I set low expectations
for the progress I could make in my backyard this summer, and then soon found
myself part of a Zoom Garden Club that met with other colleagues. This weekly
meeting was a lifeline and my garden pursuits flourished. We hosted a socially
distant garden tour and my Fairy Garden Mother and another colleague gifted me
with their time and humanpower to help me cut down some invasive trees on my
hill.
A weekly Zoom call with
college friends created a comforting rhythm and some routine in otherwise
shapeless weeks. My siblings gifted me with a Zoom workshop with a favorite
author who helped me transform the way I think about and will pursue my writing
goals in the coming year.
I have been heartbroken
watching how so many in our culture “got tired” of the requirements of getting
through a global pandemic and how those actions have added to the stress of
loved ones who are on the frontlines of battling the coronavirus. But I also
believe that we find what we’re looking for, so I’ve kept my eyes open and seen
kindnesses extended in my brief excursions to the grocery store and in stories
shared online.
An anemia diagnosis took
me out of my comfort zone and into the chair at an infusion center for daily,
then weekly, and now monthly Vitamin B12 shots. My stamina is returning, and I
am grateful for the compassionate care of the nursing staff I witness as they
treat patients who enter for their next round of chemo. These trips have been
humbling and great for gaining and keeping perspective.
I have a new favorite
book, A Gentleman in Moscow, and have already read it twice in one year. I’ll
close with this passage by author Amor Towles, who gave me language for how to
think about loss and love—two things that have in so many ways shaped this
longest, hardest of years, 2020:
“As these thoughts passed through the Count’s mind,
was he concerned that Mishka still pined for Katerina? Was he concerned that
his old friend was morbidly retracing the footsteps of a lapsed romance?
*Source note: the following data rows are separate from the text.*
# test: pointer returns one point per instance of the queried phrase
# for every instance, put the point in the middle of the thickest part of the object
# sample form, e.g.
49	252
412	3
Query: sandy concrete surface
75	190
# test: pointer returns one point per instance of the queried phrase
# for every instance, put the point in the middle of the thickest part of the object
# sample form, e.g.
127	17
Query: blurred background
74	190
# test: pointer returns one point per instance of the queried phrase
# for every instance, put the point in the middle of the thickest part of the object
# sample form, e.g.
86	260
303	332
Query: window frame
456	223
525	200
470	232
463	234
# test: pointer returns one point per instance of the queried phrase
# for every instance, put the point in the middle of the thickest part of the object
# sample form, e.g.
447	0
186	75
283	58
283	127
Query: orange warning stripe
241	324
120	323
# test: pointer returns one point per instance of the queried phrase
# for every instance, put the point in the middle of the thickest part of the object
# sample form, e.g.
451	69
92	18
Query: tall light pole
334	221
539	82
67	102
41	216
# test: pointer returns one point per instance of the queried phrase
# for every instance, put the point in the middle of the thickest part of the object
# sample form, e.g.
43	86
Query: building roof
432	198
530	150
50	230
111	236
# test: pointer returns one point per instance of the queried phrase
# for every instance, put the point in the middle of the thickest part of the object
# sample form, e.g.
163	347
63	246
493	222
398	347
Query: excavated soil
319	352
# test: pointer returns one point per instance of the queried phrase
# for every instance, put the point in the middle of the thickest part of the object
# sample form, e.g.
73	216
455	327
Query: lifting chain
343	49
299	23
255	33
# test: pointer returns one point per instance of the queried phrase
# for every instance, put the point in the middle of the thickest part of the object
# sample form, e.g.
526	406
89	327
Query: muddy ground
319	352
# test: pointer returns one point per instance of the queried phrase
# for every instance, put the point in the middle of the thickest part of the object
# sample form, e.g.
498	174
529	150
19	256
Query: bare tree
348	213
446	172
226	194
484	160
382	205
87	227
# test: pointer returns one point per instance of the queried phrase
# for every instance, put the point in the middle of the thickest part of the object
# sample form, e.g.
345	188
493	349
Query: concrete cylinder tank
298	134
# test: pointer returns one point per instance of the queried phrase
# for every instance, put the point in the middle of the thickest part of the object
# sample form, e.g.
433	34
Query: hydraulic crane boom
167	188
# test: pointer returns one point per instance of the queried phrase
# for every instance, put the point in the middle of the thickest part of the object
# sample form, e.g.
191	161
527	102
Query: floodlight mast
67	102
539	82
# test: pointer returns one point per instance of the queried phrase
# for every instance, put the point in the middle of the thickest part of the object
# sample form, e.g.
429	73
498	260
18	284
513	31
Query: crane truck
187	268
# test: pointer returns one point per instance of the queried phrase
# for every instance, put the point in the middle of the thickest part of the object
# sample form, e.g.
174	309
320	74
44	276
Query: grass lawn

Concerned? Mishka would pine for Katerina the rest of
his life! Never again would he walk Nevsky Prospekt, however they chose to
rename it without feeling an unbearable sense of loss. And that is just how it
should be. That sense of loss is exactly what we must anticipate, prepare for,
and cherish to the last of our days; for it is only our heartbreak that finally
refutes all that is ephemeral in love.” page
184
I am grateful for many
things—this year and always—but especially the friendships that call me to be
my best and ask me to offer my talents—no matter the conditions.
May 2021 be gentler to us
all and may we keep finding ways to show up for each other no matter the
difficulties presented, is my prayer.